As I pen this update, we are entering the third week of the current H1N1 flu outbreak in North America. As of this writing, there have been over 1200 cases reported in 21 countries, with many examples of proactive action to stem any additional spreading of the influenza. There is some good news in that health officials in Mexico feel that the infection may be waning in that country, while in the U.S., cases appear to be not as virulent as originally thought. The World Health Organization is also refraining from raising the threat level to full pandemic level six.
There is good news regarding the supply chain perspective as many companies have swung into action for mitigating any further outbreak or interruption to business operations. Some specific examples include Bridgestone Corporation, manufacturer of automotive and truck tires, who on Friday shut all four of its manufacturing plants in Mexico for a period of five days. Global discrete manufacturer Caterpillar Inc. implemented parts of its emergency response plan by restricting its employees from traveling to Mexico and actively monitoring the outbreak for further interruptions. Other companies reported as severely limiting travel to Mexico include General Electric, DuPont, and Emerson Electric.

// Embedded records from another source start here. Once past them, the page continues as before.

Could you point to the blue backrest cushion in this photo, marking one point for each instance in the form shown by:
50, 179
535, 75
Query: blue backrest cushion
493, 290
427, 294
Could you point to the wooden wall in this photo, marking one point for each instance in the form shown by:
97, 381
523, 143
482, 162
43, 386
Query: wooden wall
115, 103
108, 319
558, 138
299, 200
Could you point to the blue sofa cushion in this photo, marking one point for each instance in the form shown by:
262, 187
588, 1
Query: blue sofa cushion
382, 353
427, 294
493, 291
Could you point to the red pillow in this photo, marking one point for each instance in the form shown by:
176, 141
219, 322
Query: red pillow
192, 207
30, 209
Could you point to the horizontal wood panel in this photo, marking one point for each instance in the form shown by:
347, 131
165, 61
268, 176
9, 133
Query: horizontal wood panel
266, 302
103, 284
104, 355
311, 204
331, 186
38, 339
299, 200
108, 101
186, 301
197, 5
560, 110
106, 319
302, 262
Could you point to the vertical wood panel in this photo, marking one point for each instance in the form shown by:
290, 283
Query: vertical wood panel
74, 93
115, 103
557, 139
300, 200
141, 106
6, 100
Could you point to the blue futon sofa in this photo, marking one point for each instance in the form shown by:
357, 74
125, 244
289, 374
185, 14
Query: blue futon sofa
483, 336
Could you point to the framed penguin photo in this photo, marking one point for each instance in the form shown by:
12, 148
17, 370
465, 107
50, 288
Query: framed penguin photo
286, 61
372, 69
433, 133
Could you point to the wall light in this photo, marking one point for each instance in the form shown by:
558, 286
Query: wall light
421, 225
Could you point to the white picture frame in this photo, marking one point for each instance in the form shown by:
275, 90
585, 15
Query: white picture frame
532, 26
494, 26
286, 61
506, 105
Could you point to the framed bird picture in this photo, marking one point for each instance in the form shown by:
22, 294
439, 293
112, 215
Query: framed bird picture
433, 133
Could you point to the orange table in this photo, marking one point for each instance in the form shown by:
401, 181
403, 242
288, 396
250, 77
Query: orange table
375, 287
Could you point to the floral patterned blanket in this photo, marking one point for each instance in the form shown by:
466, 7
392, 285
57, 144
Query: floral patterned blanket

The Wall Street Journal reported that Abbott Laboratories started planning for pandemics after the outbreak of avian flu in Asia during 2006. Abbott, which has two manufacturing plants in Mexico, had instructed its employees traveling within Mexico to leave the country on April 24, and continues to screen all of its Mexican employees for flu symptoms.
An article appearing yesterday in the Dallas Morning News reinforces how companies can best be prepared for these types of supply chain interruptions. It outlines the story of consumer paper goods manufacturer Kimberly Clark, that initiated a cross-functional team with medical, healthcare, human resource and product supply expertise early in the crisis to minimize potential disruptions to business operations. The article concludes that having a plan is the key to get through any crisis, and that is exactly what I teach in my workshops on supply chain risk management.
While the effects of this latest pandemic incident may be waning, and many may take issue with the media for over-hyping the extent of the outbreak, the threat does remain that this H1N1 strain of flu can re-appear in a much more virulent form during the next flu season in the fall. Heed the advice! Insure your organization and your company have cross-functional plans identified to respond to supply chain disruptions such as pandemics.
While world agencies through proactive action may have well avoided major consequences in this outbreak, it does not preclude a different outcome in a future incident.